The F.B.I. received a tip last month from someone close to [the shooter] that he owned a gun and had talked of committing a school shooting, the bureau revealed Friday, but it acknowledged that it had failed to investigate.

The tipster, who called an F.B.I. hotline on Jan. 5, told the bureau that [the shooter] had a "desire to kill people, erratic behavior and disturbing social media posts," the F.B.I. said.

The information should have been assessed and forwarded to the Miami F.B.I. field office, the bureau said. But that never happened. On Wednesday, [the shooter], 19, killed 17 students and teachers at his former high school in Parkland, Fla., law enforcement officials said.

Another lesson from Columbine was tactical. Rather than being treated as hostage situations, such shootings were to be confronted immediately:

And the final practical lesson of Columbine is a revolution in police response tactics. Cops followed the old book at Columbine: surround the building, set up a perimeter, contain the damage.
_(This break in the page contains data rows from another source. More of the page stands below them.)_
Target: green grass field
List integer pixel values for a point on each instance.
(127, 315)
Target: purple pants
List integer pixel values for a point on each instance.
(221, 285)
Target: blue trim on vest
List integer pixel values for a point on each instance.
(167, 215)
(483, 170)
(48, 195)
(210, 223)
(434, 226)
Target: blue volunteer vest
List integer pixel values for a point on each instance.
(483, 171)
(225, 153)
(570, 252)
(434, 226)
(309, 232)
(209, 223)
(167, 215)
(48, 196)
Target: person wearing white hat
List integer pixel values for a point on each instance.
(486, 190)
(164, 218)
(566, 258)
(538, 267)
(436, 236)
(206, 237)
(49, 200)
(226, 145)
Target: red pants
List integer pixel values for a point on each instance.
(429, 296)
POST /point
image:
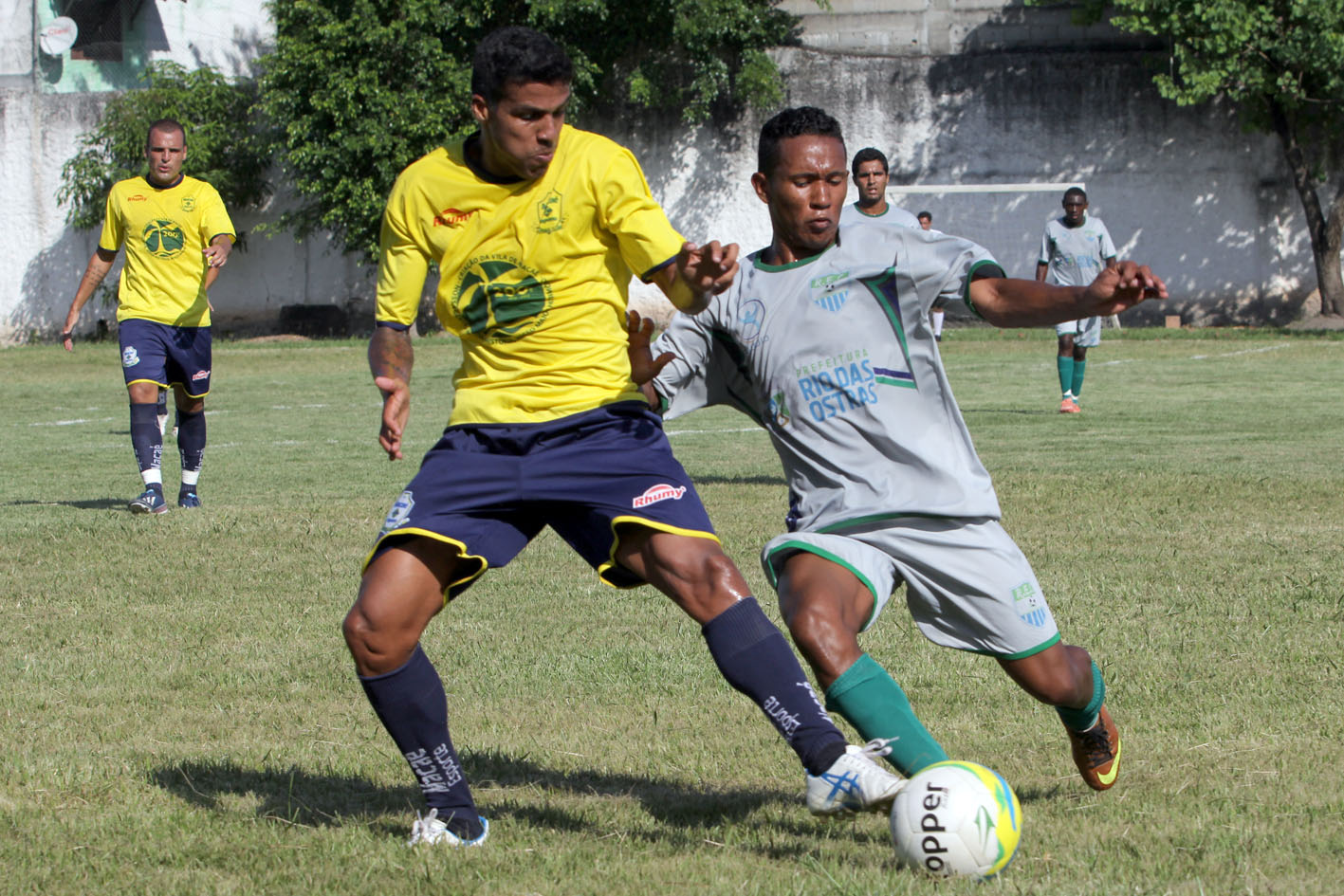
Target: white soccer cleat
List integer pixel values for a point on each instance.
(429, 829)
(855, 782)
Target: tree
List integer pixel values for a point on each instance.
(223, 148)
(1282, 64)
(359, 89)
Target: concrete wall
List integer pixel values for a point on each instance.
(47, 102)
(1183, 189)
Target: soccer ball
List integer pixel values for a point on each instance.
(956, 818)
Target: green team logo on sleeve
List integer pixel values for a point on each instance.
(164, 238)
(500, 300)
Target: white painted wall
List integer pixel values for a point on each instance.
(1208, 206)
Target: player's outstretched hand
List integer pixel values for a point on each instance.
(708, 269)
(216, 253)
(396, 407)
(638, 332)
(1124, 286)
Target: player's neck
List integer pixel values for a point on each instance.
(780, 254)
(149, 179)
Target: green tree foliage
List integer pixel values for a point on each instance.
(222, 145)
(1282, 64)
(358, 89)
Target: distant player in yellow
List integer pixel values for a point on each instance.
(537, 229)
(177, 235)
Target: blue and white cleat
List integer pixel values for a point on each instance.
(855, 782)
(429, 829)
(149, 502)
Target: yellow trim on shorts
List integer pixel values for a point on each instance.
(648, 524)
(435, 537)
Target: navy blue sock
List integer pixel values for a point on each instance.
(145, 437)
(191, 439)
(413, 706)
(756, 660)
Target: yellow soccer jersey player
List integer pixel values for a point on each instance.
(522, 266)
(164, 229)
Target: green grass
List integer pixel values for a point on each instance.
(182, 716)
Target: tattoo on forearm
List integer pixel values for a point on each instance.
(390, 354)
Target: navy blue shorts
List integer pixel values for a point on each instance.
(167, 355)
(486, 490)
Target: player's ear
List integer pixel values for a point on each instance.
(763, 186)
(480, 109)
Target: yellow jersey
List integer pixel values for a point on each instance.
(534, 276)
(164, 229)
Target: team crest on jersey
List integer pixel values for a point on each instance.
(750, 318)
(831, 302)
(400, 511)
(500, 300)
(550, 212)
(164, 238)
(661, 492)
(1030, 606)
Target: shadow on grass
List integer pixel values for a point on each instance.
(508, 787)
(740, 480)
(92, 504)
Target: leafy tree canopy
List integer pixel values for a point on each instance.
(222, 148)
(358, 89)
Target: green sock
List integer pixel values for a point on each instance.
(870, 700)
(1085, 718)
(1077, 383)
(1066, 374)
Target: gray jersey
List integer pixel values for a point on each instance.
(894, 215)
(1076, 254)
(834, 357)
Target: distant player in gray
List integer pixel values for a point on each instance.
(824, 341)
(870, 177)
(1073, 250)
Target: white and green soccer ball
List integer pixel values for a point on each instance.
(956, 818)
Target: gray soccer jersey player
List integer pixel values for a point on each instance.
(1073, 250)
(835, 358)
(822, 338)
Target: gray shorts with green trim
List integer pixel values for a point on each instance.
(967, 585)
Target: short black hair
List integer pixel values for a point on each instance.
(516, 55)
(793, 122)
(167, 124)
(869, 154)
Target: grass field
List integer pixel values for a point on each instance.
(180, 715)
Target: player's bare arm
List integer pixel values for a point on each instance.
(698, 274)
(1023, 302)
(97, 270)
(390, 360)
(216, 254)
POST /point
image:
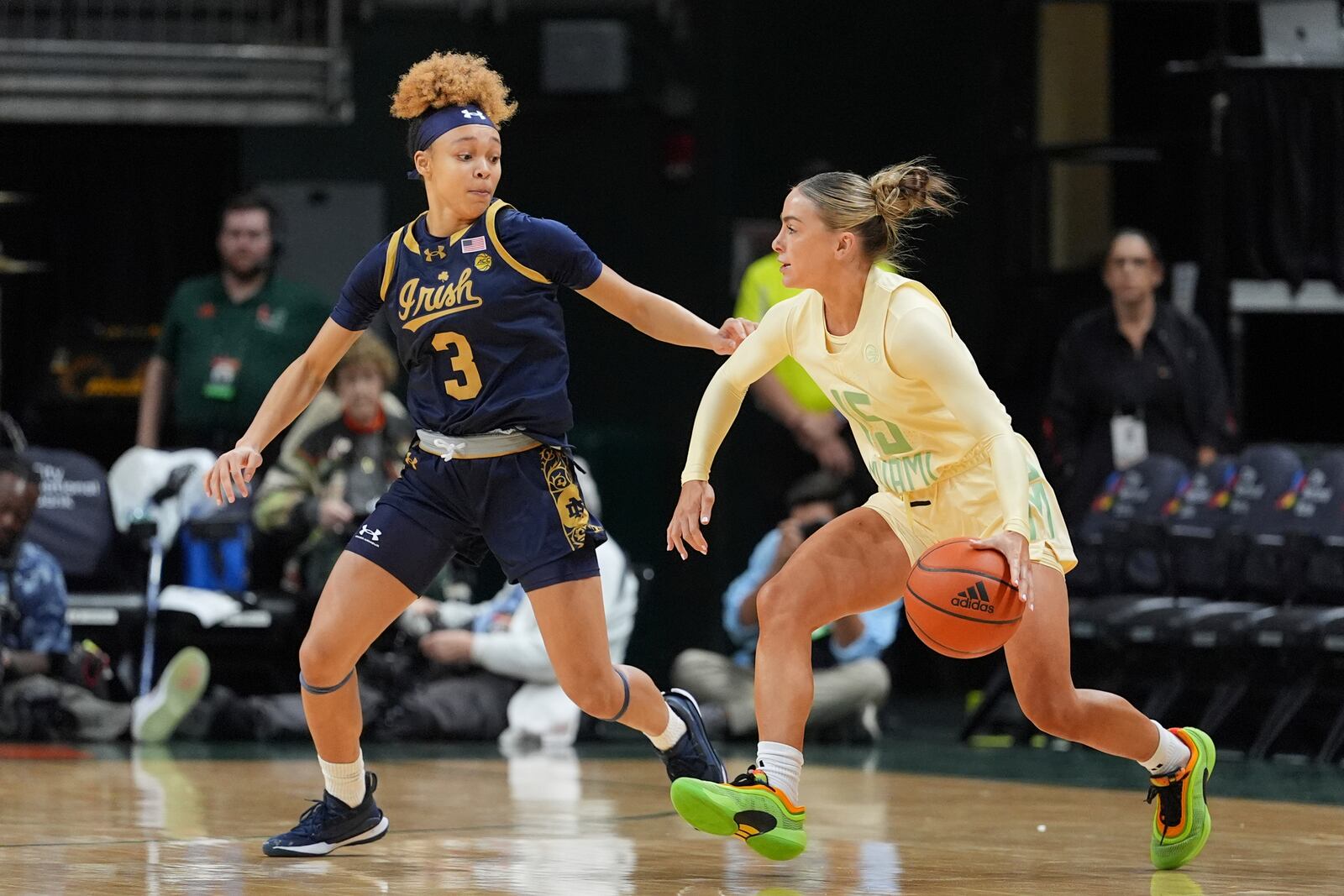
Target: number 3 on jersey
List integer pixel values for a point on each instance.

That approach has been replaced by the "active shooter protocol." Optimally, it calls for a four-person team to advance in a diamond-shaped wedge. (If there isn’t time to gather four officers, a single officer should charge in alone.) They’re trained to move toward the sound of gunfire and neutralize the shooter. Their goal is to stop him at all costs. They will walk past a dying child if they have to, just to prevent the shooter from killing more. The active protocol has proved successful at numerous shootings during the past decade. At Virginia Tech alone, it probably saved dozens of lives.

Emphasis mine, because this is the most maddening, infuriating failure of the whole Parkland mess:

The sheriff said video shows Peterson was outside the building for "upwards of four minutes" while students were gunned down inside.

"What I saw was a deputy arrive … take up a position and he never went in," the sheriff said at a news conference. "There are no words. I mean these families lost their children. We lost coaches," Israel said.

(Update: It gets worse:

When Coral Springs police officers arrived at Marjory Stoneman Douglas High School in Parkland, Florida, on February 14 in the midst of the school shooting crisis, many officers were surprised to find not only that Broward County Sheriff's Deputy Scot Peterson, the armed school resource officer, had not entered the building, but that three other Broward County Sheriff's deputies were also outside the school and had not entered, Coral Springs sources tell CNN. The deputies had their pistols drawn and were behind their vehicles, the sources said, and not one of them had gone into the school.

End of update.)

Now look: I'm not saying that we should replace the "all NRA officials and members are murderers" argument with one that goes something like "everyone who failed to stop this killer is a murderer." Both suggestions are facile, both arguments relieve the killer of responsibility. And there are things we can do to cut down on gun violence further without restricting the constitutional rights of everyone else in the country. But if we want to have a discussion about why this attack happened and why it was as brutal as it was, we need to ask why the authorities failed to follow the lessons of Columbine—and what we can do to help them heed them going forward.